The pictures of Chinese-made sweaters, bras and trousers piled up in boxes in European ports have been a powerful symbol of the "flood" of foreign garments entering the EU.
But the threat to European textile producers -- and especially to European jobs -- is exaggerated, experts say. In fact, those most hurt by Chinese exports are companies -- often European-owned -- producing the same kinds of clothing in North Africa, Turkey and other low-cost countries.
Although imports from China have surged, those from elsewhere have receded, according to data supplied by the EU. Overall clothing imports to the union actually shrank 9.7 percent in the first five months of the year, compared with the period last year.
A top official at the French Trade Ministry -- one of the most vocal advocates of strong European action to block the Chinese imports last spring -- said on Monday that one of the main motivations was to protect European-owned textile producers in countries such as Morocco, Tunisia and Turkey, that had been muscled out by cheaper Chinese imports.
"This is a very important concern for France," said the official, who wanted his name withheld because he was not authorized to speak publicly.
This is not only to protect French businesses in these countries, but to maintain political stability in those countries, he said.
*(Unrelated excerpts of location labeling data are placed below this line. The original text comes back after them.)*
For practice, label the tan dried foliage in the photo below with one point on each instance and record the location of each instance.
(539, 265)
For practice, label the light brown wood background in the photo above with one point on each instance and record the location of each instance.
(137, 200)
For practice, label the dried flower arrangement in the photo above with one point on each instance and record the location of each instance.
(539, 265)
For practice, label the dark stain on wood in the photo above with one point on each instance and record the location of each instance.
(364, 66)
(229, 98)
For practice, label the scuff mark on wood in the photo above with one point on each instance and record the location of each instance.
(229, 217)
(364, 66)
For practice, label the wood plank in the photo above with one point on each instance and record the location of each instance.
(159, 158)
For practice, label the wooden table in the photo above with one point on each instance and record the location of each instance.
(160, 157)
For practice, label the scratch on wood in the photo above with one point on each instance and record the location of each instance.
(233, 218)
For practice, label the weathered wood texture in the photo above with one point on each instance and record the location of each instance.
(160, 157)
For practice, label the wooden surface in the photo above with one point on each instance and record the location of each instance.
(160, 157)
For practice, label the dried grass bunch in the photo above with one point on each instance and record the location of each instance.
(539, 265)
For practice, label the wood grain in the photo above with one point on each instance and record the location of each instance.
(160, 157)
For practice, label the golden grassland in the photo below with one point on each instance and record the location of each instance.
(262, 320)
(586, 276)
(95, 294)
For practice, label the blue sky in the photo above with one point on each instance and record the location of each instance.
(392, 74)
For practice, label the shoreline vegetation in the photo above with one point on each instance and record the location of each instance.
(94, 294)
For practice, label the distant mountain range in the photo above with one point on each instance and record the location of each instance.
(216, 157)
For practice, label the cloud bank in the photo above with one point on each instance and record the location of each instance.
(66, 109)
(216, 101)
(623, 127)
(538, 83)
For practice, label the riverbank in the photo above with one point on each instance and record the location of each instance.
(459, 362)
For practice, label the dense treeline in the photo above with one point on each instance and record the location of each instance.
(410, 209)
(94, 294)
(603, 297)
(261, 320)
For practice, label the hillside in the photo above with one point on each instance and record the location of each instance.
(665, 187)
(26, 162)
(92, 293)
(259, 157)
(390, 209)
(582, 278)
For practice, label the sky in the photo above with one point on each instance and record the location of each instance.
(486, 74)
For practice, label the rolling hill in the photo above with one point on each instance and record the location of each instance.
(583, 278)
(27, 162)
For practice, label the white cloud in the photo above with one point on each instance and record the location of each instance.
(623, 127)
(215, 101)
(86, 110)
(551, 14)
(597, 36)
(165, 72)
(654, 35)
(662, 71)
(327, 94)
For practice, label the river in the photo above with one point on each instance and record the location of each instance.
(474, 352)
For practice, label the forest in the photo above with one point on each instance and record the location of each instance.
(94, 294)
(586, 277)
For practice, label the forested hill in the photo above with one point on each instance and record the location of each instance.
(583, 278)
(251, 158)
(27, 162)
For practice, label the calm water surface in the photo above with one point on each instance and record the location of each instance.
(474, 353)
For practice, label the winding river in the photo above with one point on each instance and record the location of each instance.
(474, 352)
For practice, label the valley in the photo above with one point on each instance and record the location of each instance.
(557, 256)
With textiles often the largest employer in those places, "It will create social and political problems if thousands of people become unemployed in Tunisia or Morocco."
French textile manufacturers, by contrast, produce high-end clothing, not T-shirts and jeans, he said.
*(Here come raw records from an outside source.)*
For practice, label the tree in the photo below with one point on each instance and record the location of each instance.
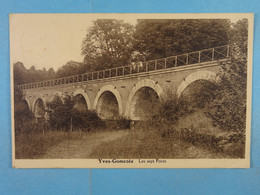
(159, 38)
(228, 109)
(63, 114)
(108, 44)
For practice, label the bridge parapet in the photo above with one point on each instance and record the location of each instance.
(197, 57)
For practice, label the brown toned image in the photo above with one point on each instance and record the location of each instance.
(131, 90)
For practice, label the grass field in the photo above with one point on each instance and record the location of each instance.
(139, 142)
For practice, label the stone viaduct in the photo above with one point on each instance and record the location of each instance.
(118, 89)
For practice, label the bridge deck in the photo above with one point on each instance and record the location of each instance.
(197, 57)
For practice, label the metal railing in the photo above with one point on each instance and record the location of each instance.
(206, 55)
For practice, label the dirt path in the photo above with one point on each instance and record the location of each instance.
(82, 148)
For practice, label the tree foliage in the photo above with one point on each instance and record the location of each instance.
(108, 44)
(159, 38)
(23, 75)
(62, 114)
(228, 110)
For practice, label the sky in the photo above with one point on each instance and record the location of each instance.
(51, 40)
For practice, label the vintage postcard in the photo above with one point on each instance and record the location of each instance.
(131, 90)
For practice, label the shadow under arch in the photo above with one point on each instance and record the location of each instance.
(199, 75)
(112, 89)
(148, 83)
(85, 95)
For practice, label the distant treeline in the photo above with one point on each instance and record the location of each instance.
(113, 43)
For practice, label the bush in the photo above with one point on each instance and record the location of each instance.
(62, 114)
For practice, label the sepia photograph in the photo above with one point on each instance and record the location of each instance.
(131, 90)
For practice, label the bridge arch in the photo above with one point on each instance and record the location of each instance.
(85, 95)
(145, 83)
(111, 91)
(199, 75)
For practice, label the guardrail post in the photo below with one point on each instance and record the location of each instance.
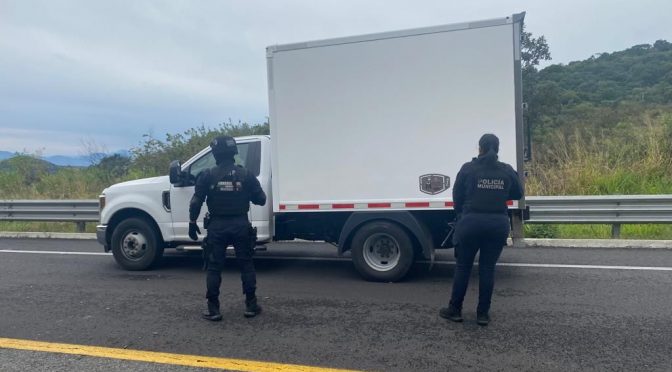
(616, 231)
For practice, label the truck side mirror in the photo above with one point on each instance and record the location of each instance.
(175, 175)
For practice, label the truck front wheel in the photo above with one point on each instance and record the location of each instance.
(136, 245)
(382, 251)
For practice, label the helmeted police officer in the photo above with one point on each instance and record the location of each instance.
(481, 191)
(228, 190)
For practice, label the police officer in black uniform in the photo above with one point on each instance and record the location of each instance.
(228, 190)
(482, 188)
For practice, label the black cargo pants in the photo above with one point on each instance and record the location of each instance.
(223, 232)
(485, 232)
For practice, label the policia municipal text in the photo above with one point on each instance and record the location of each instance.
(482, 188)
(228, 190)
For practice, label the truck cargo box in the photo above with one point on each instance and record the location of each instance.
(377, 121)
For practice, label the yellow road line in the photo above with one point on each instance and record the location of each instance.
(156, 357)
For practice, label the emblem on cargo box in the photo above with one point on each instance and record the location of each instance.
(434, 183)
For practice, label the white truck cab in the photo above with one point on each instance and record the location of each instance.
(367, 133)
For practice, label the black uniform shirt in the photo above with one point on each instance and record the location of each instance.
(484, 185)
(226, 198)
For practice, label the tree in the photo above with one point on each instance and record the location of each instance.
(533, 51)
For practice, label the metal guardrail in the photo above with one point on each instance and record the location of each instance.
(612, 209)
(609, 209)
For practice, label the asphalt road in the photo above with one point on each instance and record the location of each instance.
(318, 312)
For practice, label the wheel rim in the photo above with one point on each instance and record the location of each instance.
(381, 252)
(134, 245)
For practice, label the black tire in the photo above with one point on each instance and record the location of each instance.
(136, 244)
(382, 251)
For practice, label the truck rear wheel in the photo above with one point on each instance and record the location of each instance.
(382, 251)
(136, 245)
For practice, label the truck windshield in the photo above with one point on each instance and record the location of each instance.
(249, 156)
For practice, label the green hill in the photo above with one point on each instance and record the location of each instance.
(27, 164)
(603, 95)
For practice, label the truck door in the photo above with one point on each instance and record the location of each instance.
(181, 196)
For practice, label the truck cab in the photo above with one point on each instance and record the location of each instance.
(139, 218)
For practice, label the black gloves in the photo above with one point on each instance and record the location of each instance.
(194, 231)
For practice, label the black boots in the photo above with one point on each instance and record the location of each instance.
(252, 309)
(213, 313)
(451, 312)
(482, 318)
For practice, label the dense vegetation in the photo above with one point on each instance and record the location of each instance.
(598, 126)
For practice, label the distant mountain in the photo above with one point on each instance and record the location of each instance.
(72, 161)
(6, 155)
(29, 162)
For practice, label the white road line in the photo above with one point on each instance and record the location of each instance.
(55, 252)
(342, 259)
"This is not politically correct to say, but for the products that we import from China, it's been a long time that we haven't produced those things," he said.
Retailers and importers have warned of shortages in recent weeks as Chinese-made garments have been stuck at European ports. The importers have argued the quotas were imposed too quickly for them to adjust. Retailers apparently rushed to order clothing in anticipation of the quotas, and very quickly hit their ceilings, leaving the clothing stranded.
Peter Mandelson, the European trade commissioner, who negotiated the reimposition of quotas with China in June, said on Monday that he had begun procedures to release the 80 million garments stuck in European ports, without elaborating.
He did not say how future quotas would be affected. European negotiators left Beijing on Monday without an agreement after four days of talks, though the mission there will continue to negotiate.
He also chastised those in Europe who have compared the shortages of clothing facing retailers now with shortfalls during wartime.
"I do not think that the scare stories about clothing shortages comparable to those experienced in the last world war are remotely justified, and I hope such hyperbole can now be put aside," he said.
Laurent Ruessmann, an international trade lawyer at Sidley Austin Brown & Wood in Brussels, Belgium, said the European troubles in implementing quotas were giving pause to negotiators from the US, who are also trying to reach a deal to limit Chinese imports. Negotiations with the US are to begin this week.
Retailers and importers have warned Washington not to act hastily, Ruessmann said.
"They are saying, `Hey, be careful: Don't do the same stupid thing the EU did,"' Ruessmann said. "Make sure you have some sort of transition period."
Ruessmann said he was surprised that China agreed to the quotas that restricted growth in some of their textile exports to the EU to 8 percent to 12 percent. The Chinese clearly have the upper hand in the dispute, he said.
"They really do have the Europeans over a barrel," Ruessmann said. "They could send these Europeans packing and say, `Listen, you guys abused us with that agreement and now you're paying the consequences. So don't come crying to us, because we're not going to help you."'
Ruessmann's firm is representing a British retail group in the dispute with the European Commission over when and how the Chinese-made garments will be released.